Turning's been slow and I've only made one pen since Ike. I had a second pen on the lathe but got tired of sanding CA off the cedar so I decided to do something different. Here are two bowls. Left is Sassafras and right is very lightly spalted Beech. These are my 3rd and 4th bowls. Finish is butcher block oil and bees wax.


----------



## trodery (Sep 13, 2006)

Very nice! I like the one on the right the best!


----------



## Bobby (May 21, 2004)

I like the one on the left.
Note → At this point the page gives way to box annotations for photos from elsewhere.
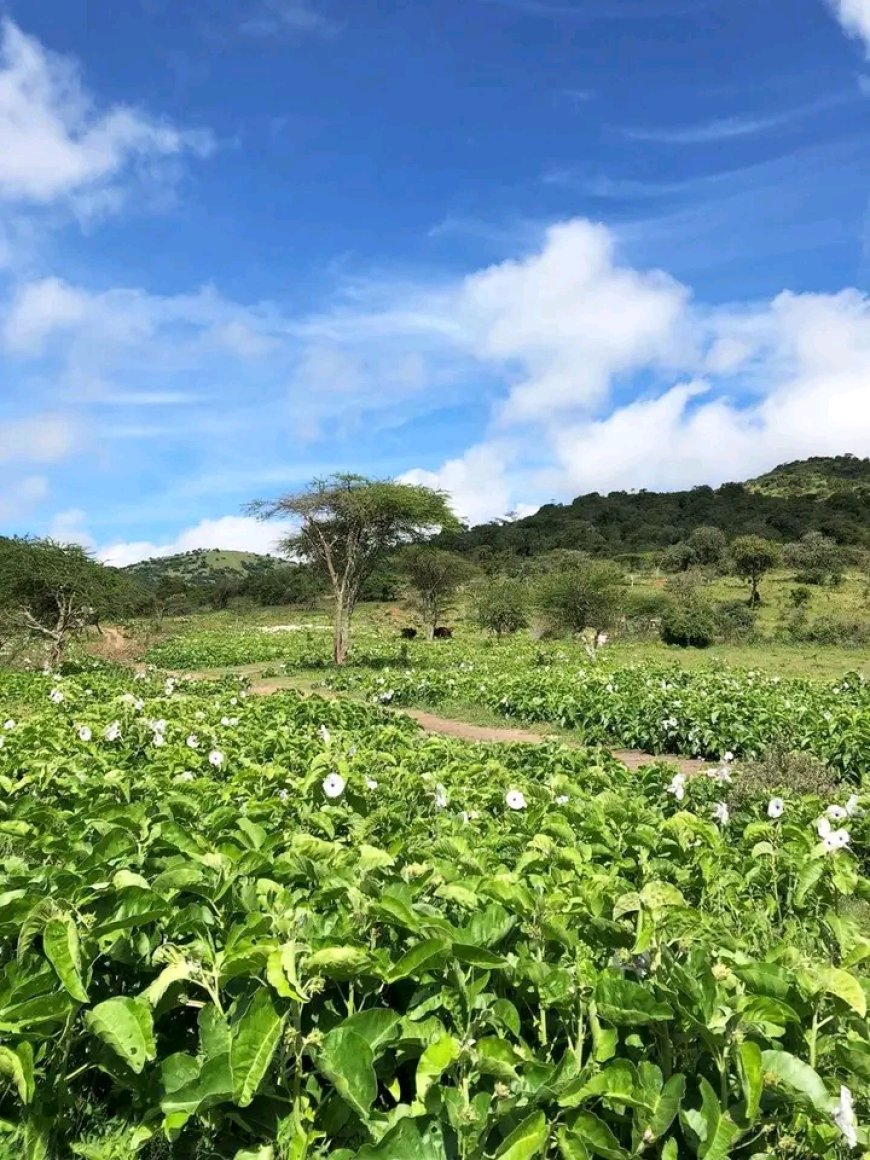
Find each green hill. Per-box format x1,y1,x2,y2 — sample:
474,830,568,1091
122,548,287,588
442,455,870,559
746,455,870,502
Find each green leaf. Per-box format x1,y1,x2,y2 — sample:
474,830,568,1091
698,1076,740,1160
819,966,867,1018
737,1039,764,1123
595,972,674,1027
230,987,284,1108
339,1007,401,1058
761,1051,831,1114
416,1035,461,1103
454,943,508,971
42,914,88,1003
386,938,447,983
556,1128,589,1160
0,1043,34,1104
495,1111,550,1160
85,995,157,1075
314,1027,378,1121
305,947,370,980
354,1117,447,1160
561,1111,629,1160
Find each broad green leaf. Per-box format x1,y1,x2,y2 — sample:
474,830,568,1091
556,1128,589,1160
230,987,284,1108
415,1035,461,1103
568,1111,630,1160
42,914,88,1003
454,943,507,971
761,1051,831,1114
698,1078,740,1160
316,1027,377,1119
354,1118,447,1160
339,1007,401,1058
85,995,157,1075
386,938,447,983
305,947,371,980
737,1039,764,1122
818,966,867,1018
0,1043,34,1104
595,972,674,1027
495,1111,550,1160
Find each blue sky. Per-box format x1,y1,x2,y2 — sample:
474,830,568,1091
0,0,870,563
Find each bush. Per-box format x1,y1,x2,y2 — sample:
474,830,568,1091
731,746,840,805
660,603,716,648
713,600,755,640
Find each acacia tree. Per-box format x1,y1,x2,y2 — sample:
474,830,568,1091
397,544,473,640
248,472,459,665
0,536,129,665
536,561,622,635
731,536,780,608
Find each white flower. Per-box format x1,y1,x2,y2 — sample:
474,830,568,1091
822,829,851,854
666,774,686,802
831,1085,858,1148
321,774,347,798
706,766,731,782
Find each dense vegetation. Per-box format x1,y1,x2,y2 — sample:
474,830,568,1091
0,668,870,1160
445,456,870,559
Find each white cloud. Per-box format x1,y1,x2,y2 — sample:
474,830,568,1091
0,19,211,211
0,414,79,463
407,222,870,521
828,0,870,57
456,219,689,422
97,515,289,567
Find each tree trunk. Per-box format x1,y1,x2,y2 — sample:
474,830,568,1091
332,601,350,665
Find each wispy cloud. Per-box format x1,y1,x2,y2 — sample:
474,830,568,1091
622,92,856,145
828,0,870,57
239,0,341,36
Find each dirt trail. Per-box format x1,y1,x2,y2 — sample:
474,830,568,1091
218,673,709,775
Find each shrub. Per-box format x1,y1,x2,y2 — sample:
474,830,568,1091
660,602,716,648
731,745,840,805
713,600,755,640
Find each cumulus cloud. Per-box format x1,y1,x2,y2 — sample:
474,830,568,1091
456,219,689,422
0,19,212,210
828,0,870,57
97,515,289,567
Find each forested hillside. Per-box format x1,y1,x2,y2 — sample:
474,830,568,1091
443,456,870,557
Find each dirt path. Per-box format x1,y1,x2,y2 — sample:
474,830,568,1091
204,666,709,775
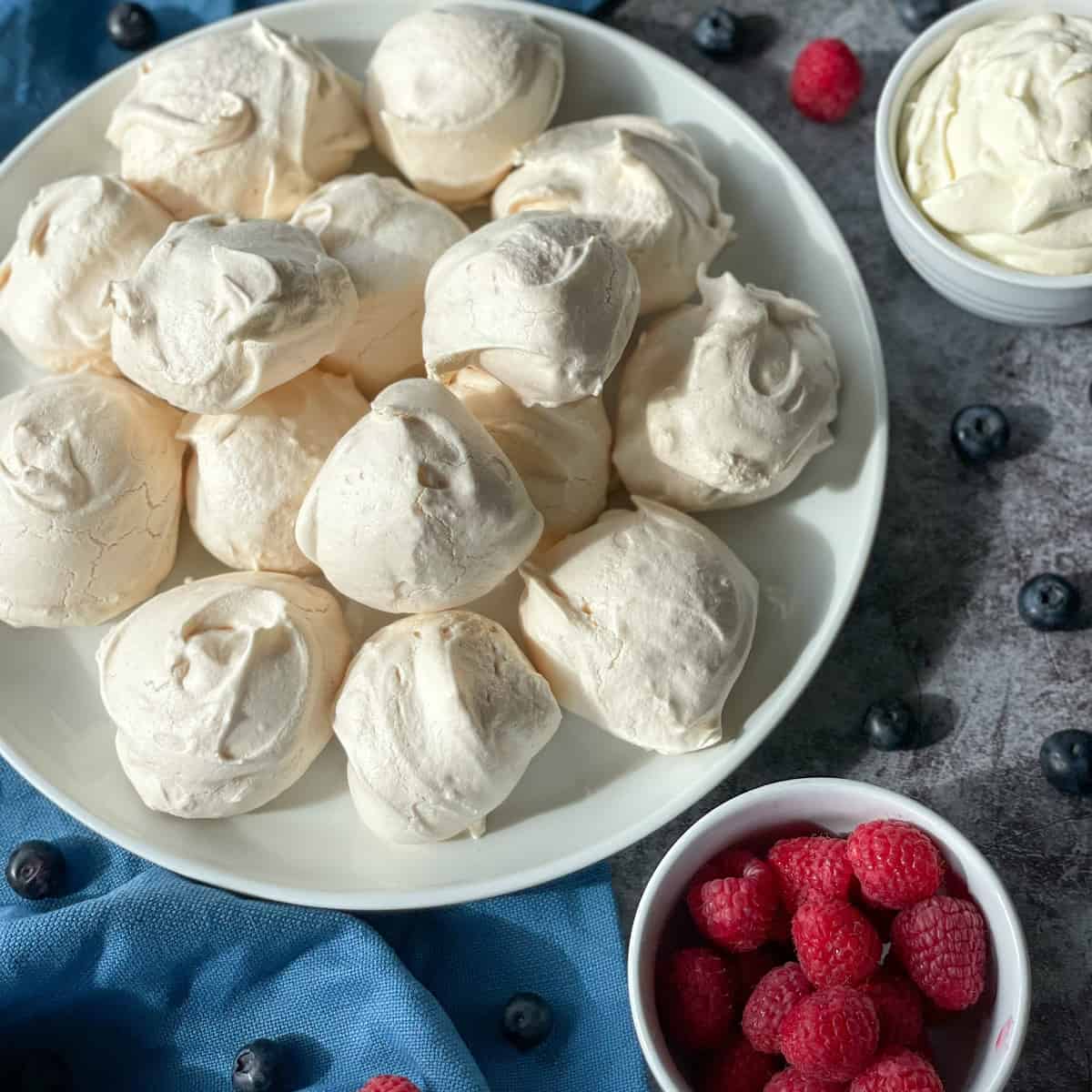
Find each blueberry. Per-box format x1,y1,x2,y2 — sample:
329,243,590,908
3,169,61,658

Looks like it should be full of peanuts.


----------



## Tortuga (May 21, 2004)

Muy nice work, Paul..Wish I had the nerve to branch out a little...but I think at this point in time I better stick with my sticks.Those bowl and vessel beauties that you guys turn out *are* 'special'..but the calendar tells the OF that he ain't got time to get really good at it like you 'youngsters'..

Carry on...(and I like the right hand one best too...just cuz Bobby don't):rotfl:

and....speaking of the "Crystal Beach Wonder"...hey, Bobby..dunno where you're holed up now while your reclamation is goin' on..but I know we ALL got spare tools, lathes, drills, etc on hand that would sure be available to you on a 'lend-lease' program, so to speak, if you'd like to set up a little shop to be able to take your mind off of your mess , even if just for a little while, while you are re-building... We're all standing by and would love to give you a hand.. You just say the word if innerested....:cheers:


----------



## Viking48 (Jan 24, 2006)

Look great Paul. I kinda like the one on the right too BUT - if the one on the left was filled with peanuts I might change my mind.


----------



## Flat Fish (Jun 18, 2005)

I was thinking walnuts, myself. Thanks guys.

Jim, as good as your pens look I'd stick with that too. Plus it appears you keep them moving.


----------



## bill (May 21, 2004)

very nice...I like them both


----------



## Slip (Jul 25, 2006)

I like the one on left also, but both look great. Heck with the walnuts, how about the walnut tree that puts them out.


----------



## lady linda (Nov 25, 2008)

The bowls are both great !
Linda


----------



## Bobby (May 21, 2004)

Tortuga said:


> Muy nice work, Paul..Wish I had the nerve to branch out a little...but I think at this point in time I better stick with my sticks.Those bowl and vessel beauties that you guys turn out *are* 'special'..but the calendar tells the OF that he ain't got time to get really good at it like you 'youngsters'..
> 
> Carry on...(and I like the right hand one best too...just cuz Bobby don't):rotfl:
> 
> and....speaking of the "Crystal Beach Wonder"...hey, Bobby..dunno where you're holed up now while your reclamation is goin' on..but I know we ALL got spare tools, lathes, drills, etc on hand that would sure be available to you on a 'lend-lease' program, so to speak, if you'd like to set up a little shop to be able to take your mind off of your mess , even if just for a little while, while you are re-building... We're all standing by and would love to give you a hand.. You just say the word if innerested....:cheers:


Jim thanks for the offer but I am in a apartment and just gon't have the room. I will be real busy as soon as I get a little insurance money. I have already tore out all my inside walls.


----------



## 3192 (Dec 30, 2004)

FF....good work on the bowls. I'm partial to the one on the right....like those thin walls! Nice shape and form. Good job...keep them coming! gb


----------